# Extras



## cabby (May 14, 2005)

Do the Members think that we should ask for the radio streaming to be attached to the forum again.Mainly considering the BBC with their local radio as well.

cabby


----------



## bognormike (May 10, 2005)

not worth it, there's plenty of radio streaming out there if you want it.


----------



## Zebedee (Oct 3, 2007)

No!


----------



## Drew (May 30, 2005)

In my opinion, a complete waste of time.


----------



## Pudsey_Bear (Sep 25, 2008)

No ta.


----------



## cabby (May 14, 2005)

Now thats a relief, as it was on the old site and perish the thought that it came back on. But who knows what may be asked for.:wink2::wink2:

cabby


----------



## Pudsey_Bear (Sep 25, 2008)

cabby said:


> Now thats a relief, as it was on the old site and perish the thought that it came back on. But who knows what may be asked for.:wink2::wink2:
> 
> cabby


We could have the ignore button made more prominent for ex cab drivers


----------



## cabby (May 14, 2005)

Taxi proprietor, if you don't mind.:grin2::grin2:


cabby


----------



## rosalan (Aug 24, 2009)

No thank you. Out of interest only, I tried to use it last time during a period when it was not working, so I missed nothing. I do wonder if many people have the radio playing while using the internet however.
Alan


----------



## Pudsey_Bear (Sep 25, 2008)

I listen sometimes but not often.


----------



## listerdiesel (Aug 3, 2012)

rosalan said:


> No thank you. Out of interest only, I tried to use it last time during a period when it was not working, so I missed nothing.

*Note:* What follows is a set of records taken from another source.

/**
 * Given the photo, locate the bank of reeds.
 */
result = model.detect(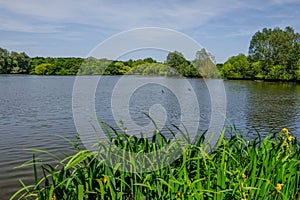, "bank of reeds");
[11,128,300,200]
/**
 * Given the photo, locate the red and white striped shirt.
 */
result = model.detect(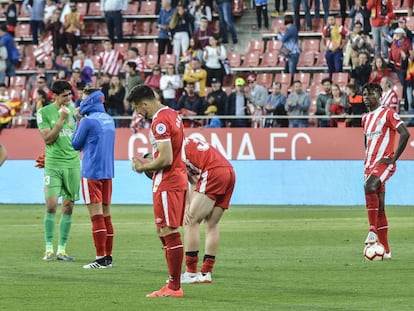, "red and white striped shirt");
[362,106,403,169]
[99,50,123,75]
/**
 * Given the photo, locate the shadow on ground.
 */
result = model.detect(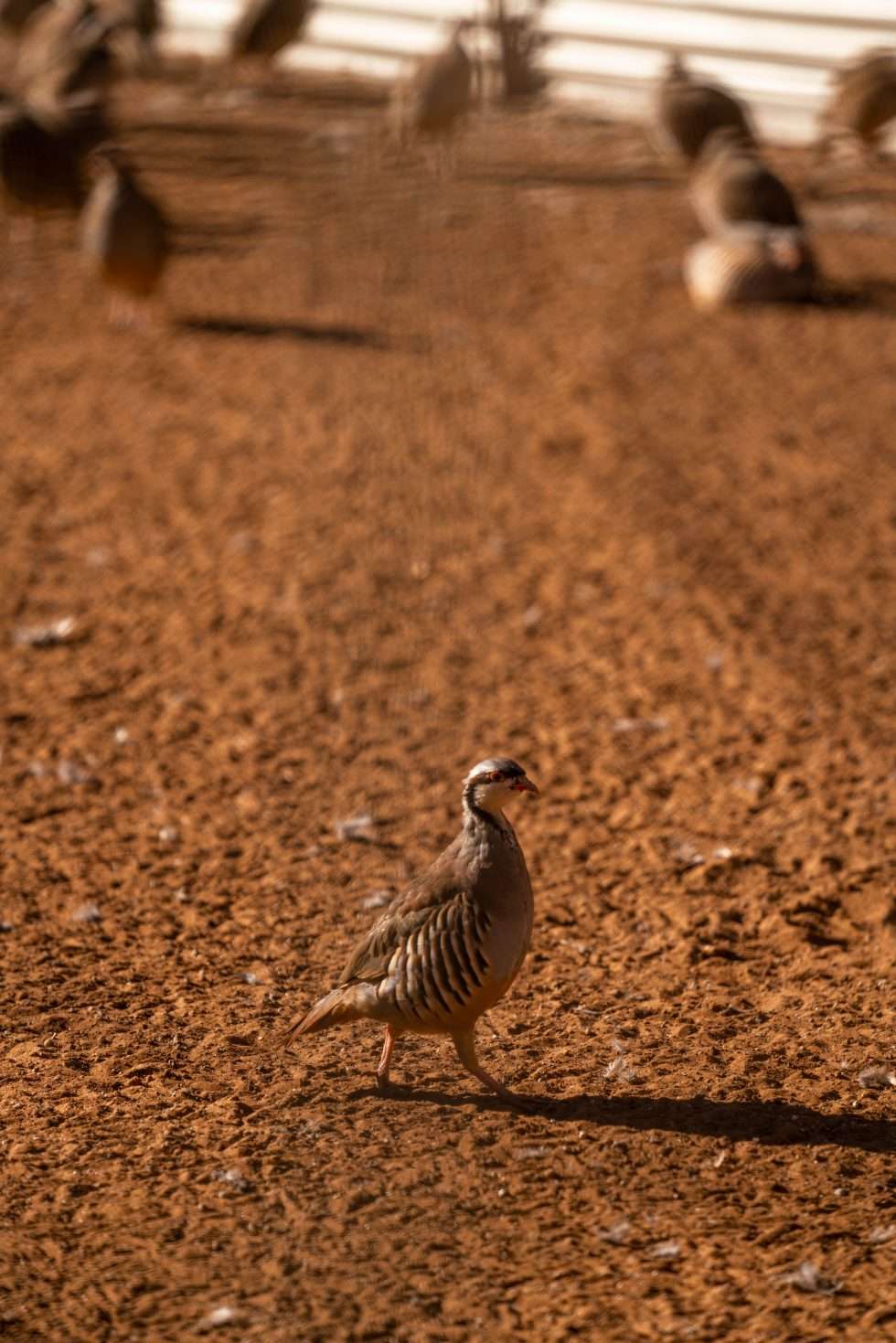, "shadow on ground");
[349,1083,896,1152]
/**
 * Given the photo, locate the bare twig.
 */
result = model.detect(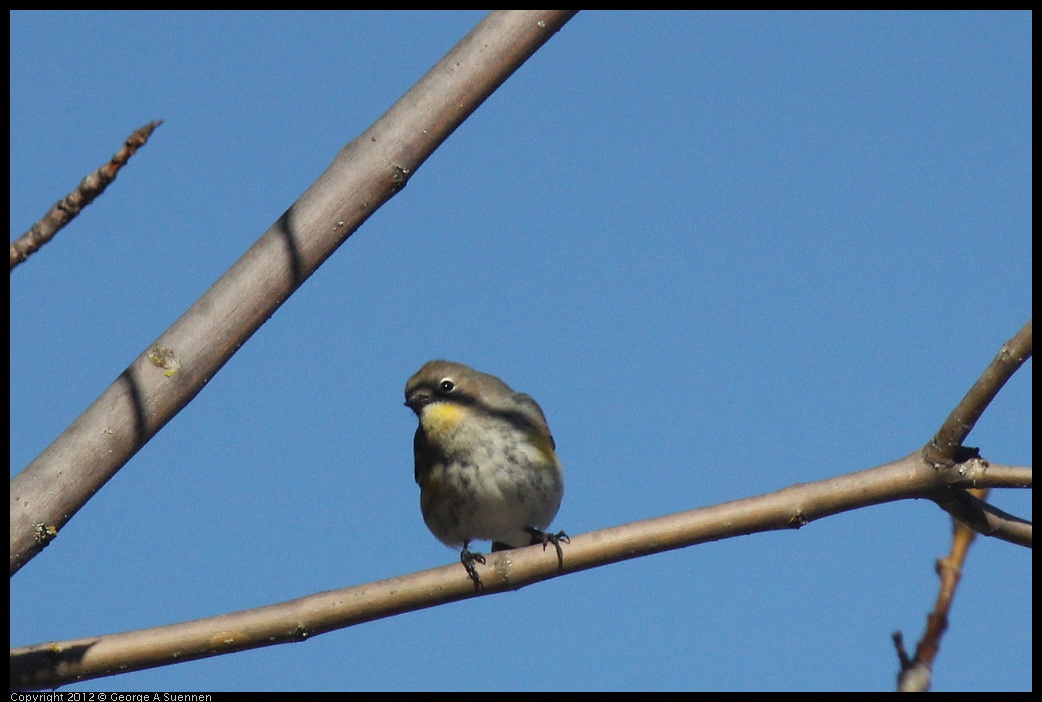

I do wonder if many people have the radio playing while using the internet however.
> Alan


Never, apart from test match special.

Peter


----------



## Pudsey_Bear (Sep 25, 2008)

listerdiesel said:


> Never, apart from test match special.
> 
> Peter


Having met you Peter, I am surprised that you don't watch TV or listen to the Radio, so what is your form of entertainment, do you listen to a lot of music, if so what do you prefer?

We watch a lot of TV, and I must have the radio on in the car, less so the van.


----------